For visualization, we'll create maps on the same color scale (using [tmap](https://r-tmap.github.io/tmap/)).

```{r}
nation <- us_svi_phl %>%
  select(GEOID, geometry, RPL_THEMES) %>%
  drop_na() %>%
  #using NAD83 in tmap
  tm_shape(projection = sf::st_crs(26915))+
  tm_polygons("RPL_THEMES",
    palette = c("orange","navy"),
    style = "cont",
    breaks = c(0, 0.25, 0.5, 0.75, 1),
    title = "SVI (by tract)")+
  tm_layout(title = "Nationwide SVI: \nPhiladelphia subset",
    title.size = 1,
    title.position = c("left", "TOP"),
    legend.position = c("RIGHT", "bottom"),
    legend.title.size = 0.9,
    legend.width = 2)

state <- pa_svi_phl %>%
  select(GEOID, geometry, RPL_THEMES) %>%
  drop_na() %>%
  tm_shape(projection = sf::st_crs(26915))+
  tm_polygons("RPL_THEMES",
    palette = c("orange","navy"),
    style = "cont",
    breaks = c(0, 0.25, 0.5, 0.75, 1),
    title = "SVI (by tract)")+
  tm_layout(title = "Statewide SVI: \nPhiladelphia subset",
    title.size = 1,
    title.position = c("left", "TOP"),
    legend.position = c("RIGHT", "bottom"),
    legend.title.size = 0.9,
    legend.width = 2)

county <- phl_svi %>%
  select(GEOID, geometry, RPL_themes) %>%
  drop_na() %>%
  tm_shape(projection = sf::st_crs(26915))+
  tm_polygons("RPL_themes",
    palette = c("orange","navy"),
    style = "cont",
    breaks = c(0, 0.25, 0.5, 0.75, 1),
    title = "SVI (by tract)")+
  tm_layout(title = "County-specific SVI: \nPhiladelphia",
    title.size = 1,
    title.position = c("left", "TOP"),
    legend.position = c("RIGHT", "bottom"),
    legend.title.size = 0.9,
    legend.width = 2)

plots <- list(nation, state, county)

current.mode <- tmap_mode("plot")

tmap_arrange(
  plots,
  nrow = 1,
  width = c(0.34, 0.33, 0.33)
)

```

As we can see, while the SVI values (actual color) vary among the three maps depending on how the percentile ranking is performed to obtain the SVI, they generally show the same pattern (which tracts are darker/lighter in each map). 

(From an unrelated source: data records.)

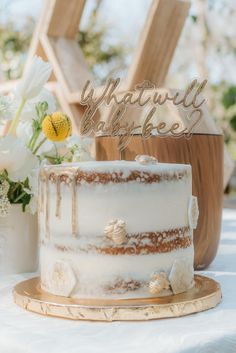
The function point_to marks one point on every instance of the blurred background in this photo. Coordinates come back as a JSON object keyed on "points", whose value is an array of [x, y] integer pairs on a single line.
{"points": [[108, 36]]}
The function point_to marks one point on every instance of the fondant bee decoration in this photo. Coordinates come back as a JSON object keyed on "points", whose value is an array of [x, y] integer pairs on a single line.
{"points": [[158, 283], [116, 230]]}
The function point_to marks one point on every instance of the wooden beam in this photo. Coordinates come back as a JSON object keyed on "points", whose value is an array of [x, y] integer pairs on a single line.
{"points": [[158, 41], [69, 65], [63, 17], [36, 47]]}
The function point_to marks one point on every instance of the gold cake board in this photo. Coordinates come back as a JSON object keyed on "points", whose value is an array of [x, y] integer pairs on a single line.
{"points": [[206, 294]]}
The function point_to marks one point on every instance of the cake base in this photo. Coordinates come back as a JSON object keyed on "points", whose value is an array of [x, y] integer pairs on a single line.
{"points": [[206, 294]]}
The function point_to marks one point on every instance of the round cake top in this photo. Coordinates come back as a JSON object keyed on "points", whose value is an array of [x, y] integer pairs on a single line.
{"points": [[145, 167], [114, 166]]}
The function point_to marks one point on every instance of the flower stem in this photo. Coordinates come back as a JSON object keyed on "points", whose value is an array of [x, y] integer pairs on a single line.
{"points": [[20, 197], [33, 140], [39, 145], [15, 121]]}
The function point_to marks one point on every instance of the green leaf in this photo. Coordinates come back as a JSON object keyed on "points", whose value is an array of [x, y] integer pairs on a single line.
{"points": [[233, 122]]}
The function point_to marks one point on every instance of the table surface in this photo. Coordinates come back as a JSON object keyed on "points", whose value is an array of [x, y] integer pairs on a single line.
{"points": [[213, 331]]}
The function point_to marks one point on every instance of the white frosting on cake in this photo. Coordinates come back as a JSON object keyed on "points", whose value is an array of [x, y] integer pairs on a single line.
{"points": [[148, 204]]}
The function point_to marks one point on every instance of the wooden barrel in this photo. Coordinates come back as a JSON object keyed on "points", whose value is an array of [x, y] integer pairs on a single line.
{"points": [[205, 154]]}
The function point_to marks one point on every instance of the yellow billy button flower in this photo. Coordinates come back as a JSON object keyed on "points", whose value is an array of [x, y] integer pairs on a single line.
{"points": [[56, 127]]}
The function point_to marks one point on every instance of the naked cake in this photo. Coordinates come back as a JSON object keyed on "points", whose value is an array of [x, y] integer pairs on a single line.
{"points": [[119, 229]]}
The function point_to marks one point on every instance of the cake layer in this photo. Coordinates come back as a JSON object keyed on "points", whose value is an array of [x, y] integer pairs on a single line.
{"points": [[90, 275], [116, 229], [144, 206]]}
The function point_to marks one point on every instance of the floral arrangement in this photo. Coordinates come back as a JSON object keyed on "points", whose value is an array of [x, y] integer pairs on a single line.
{"points": [[33, 133]]}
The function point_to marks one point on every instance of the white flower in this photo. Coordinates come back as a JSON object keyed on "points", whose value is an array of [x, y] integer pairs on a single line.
{"points": [[16, 158], [35, 78], [6, 108], [80, 147], [24, 131], [29, 111]]}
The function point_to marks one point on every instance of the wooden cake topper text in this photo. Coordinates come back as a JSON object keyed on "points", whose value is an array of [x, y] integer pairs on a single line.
{"points": [[144, 94]]}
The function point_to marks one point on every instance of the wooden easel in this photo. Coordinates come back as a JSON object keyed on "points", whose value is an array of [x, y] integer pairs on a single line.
{"points": [[54, 40]]}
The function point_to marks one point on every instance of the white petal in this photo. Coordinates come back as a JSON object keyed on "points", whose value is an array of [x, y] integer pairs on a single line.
{"points": [[34, 79]]}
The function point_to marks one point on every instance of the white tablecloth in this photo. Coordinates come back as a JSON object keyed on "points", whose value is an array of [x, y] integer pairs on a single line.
{"points": [[213, 331]]}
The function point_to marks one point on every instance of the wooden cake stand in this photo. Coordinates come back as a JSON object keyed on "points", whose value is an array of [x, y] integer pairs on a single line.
{"points": [[206, 294]]}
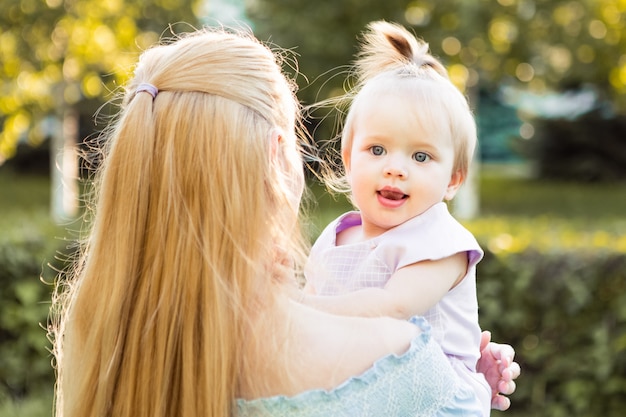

Overall, while total areas included in percentile ranking affect resulting SVI values, they provide different perspectives to look at the same story. On another note, when studying the social vulnerability within a smaller region, especially metropolitan areas/cities, it may be helpful to consider the geographic context in interpreting SVI to better understand the disparities among communities.